Las frutas y verduras que compramos en el supermercado necesitan conservarse de una determinada manera para no perder sabor
Las frutas y verduras son alimentos esenciales para llevar una dieta sana y equilibrada. Sin embargo, son productos muy perecederos, por lo que especialmente en verano puede ser difícil conservarlos de forma correcta para que nos duren en perfecto estado. Es por esto que la solución más obvia es guardar todos estos alimentos en la nevera pero, ¿estamos haciéndolo bien?
Tal y como explica Mario Sánchez, tecnólogo de alimentos, no todas las piezas de fruta se comportan igual. Los plátanos, las peras, las manzanas, los tomates o los aguacates son lo que se conoce como frutas climatéricas.

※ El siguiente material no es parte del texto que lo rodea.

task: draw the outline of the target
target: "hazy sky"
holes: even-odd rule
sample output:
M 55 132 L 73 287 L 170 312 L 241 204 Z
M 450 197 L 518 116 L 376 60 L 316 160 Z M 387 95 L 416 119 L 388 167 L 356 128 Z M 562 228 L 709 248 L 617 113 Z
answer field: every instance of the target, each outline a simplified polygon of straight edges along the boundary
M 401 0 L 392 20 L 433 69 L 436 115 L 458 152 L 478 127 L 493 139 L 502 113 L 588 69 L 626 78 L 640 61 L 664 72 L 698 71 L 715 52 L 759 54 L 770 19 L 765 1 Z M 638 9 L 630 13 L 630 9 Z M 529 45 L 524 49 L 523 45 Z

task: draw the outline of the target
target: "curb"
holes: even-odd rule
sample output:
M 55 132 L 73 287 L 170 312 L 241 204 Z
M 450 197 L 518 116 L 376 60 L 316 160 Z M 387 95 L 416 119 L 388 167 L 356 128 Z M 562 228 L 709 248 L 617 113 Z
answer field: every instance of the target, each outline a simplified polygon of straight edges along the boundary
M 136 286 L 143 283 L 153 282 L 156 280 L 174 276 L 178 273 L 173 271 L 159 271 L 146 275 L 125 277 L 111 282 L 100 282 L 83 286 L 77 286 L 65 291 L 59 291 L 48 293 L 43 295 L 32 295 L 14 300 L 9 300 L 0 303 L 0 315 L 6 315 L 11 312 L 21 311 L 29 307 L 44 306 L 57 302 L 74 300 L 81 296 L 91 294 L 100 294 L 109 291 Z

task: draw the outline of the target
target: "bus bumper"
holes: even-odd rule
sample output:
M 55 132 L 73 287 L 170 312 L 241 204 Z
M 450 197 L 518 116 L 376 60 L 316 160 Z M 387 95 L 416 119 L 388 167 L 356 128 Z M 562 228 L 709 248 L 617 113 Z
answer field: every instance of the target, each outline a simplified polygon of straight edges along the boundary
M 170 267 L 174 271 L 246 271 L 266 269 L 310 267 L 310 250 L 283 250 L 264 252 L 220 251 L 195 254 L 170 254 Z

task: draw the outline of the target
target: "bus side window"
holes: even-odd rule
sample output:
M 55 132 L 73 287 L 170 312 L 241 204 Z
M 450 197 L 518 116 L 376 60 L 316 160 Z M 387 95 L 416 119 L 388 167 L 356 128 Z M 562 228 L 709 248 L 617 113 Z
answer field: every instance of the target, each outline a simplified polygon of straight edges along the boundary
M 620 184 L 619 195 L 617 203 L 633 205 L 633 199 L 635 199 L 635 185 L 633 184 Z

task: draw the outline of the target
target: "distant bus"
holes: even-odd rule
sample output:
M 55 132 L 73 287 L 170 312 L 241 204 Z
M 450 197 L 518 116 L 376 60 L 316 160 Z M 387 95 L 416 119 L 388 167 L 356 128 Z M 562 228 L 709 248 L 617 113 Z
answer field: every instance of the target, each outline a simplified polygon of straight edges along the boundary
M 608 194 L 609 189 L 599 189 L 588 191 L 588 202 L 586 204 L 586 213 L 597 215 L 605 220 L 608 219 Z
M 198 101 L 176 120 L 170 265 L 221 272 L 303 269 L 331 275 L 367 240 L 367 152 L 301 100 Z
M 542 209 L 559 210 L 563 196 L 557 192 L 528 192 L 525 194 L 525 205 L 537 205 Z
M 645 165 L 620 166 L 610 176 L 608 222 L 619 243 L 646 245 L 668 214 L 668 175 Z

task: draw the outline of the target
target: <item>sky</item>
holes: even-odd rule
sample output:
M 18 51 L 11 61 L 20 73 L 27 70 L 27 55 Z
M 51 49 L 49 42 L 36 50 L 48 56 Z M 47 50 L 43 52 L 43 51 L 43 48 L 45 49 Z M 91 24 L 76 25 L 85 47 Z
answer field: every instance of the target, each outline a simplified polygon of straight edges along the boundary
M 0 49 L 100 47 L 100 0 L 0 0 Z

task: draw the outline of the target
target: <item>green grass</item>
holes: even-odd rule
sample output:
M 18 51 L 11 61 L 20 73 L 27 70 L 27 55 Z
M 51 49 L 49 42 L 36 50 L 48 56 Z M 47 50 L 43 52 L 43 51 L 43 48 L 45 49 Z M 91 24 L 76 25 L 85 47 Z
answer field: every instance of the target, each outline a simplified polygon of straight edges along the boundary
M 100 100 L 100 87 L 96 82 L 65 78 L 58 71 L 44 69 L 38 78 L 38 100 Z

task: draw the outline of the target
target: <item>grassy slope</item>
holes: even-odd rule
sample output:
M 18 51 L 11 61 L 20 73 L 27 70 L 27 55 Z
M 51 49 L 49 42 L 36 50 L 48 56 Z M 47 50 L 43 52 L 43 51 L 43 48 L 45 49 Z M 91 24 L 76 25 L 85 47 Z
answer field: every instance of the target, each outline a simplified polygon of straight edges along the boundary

Esto significa que siguen madurando después de ser recogidas del árbol, gracias a la producción de etileno, un gas natural que acelera ese proceso. Por este motivo, las metemos en la nevera demasiado pronto, pierden parte de su sabor y textura.
El calor y la fruta
Ahora bien, en épocas de mucho calor la cosa cambia. Guardar la fruta en el frigorífico puede ser necesario para evitar que se estropee antes de tiempo. También hay quien prefiere consumirla fría, algo totalmente válido como elección personal, aunque no sea lo más recomendable desde el punto de vista de la conservación o del sabor.
Existen también las frutas no climatéricas, como las naranjas, mandarinas, cerezas, frambuesas o fresas. Una vez recolectadas dejan de madurar, lo que permite aprovechar combinaciones: por ejemplo, colocar un aguacate verde junto a manzanas o plátanos maduros para acelerar su maduración. Por el contrario, si mezclamos demasiadas piezas distintas en el mismo frutero, podemos encontrarnos con que unas se pasan demasiado rápido.
En cualquier caso, el frigorífico puede ser un aliado puntual. Si vemos que una fruta climatérica está a punto de echarse a perder, lo mejor es refrigerarla y consumirla cuanto antes, aunque pierda algo de sabor. Es preferible eso a desperdiciarla.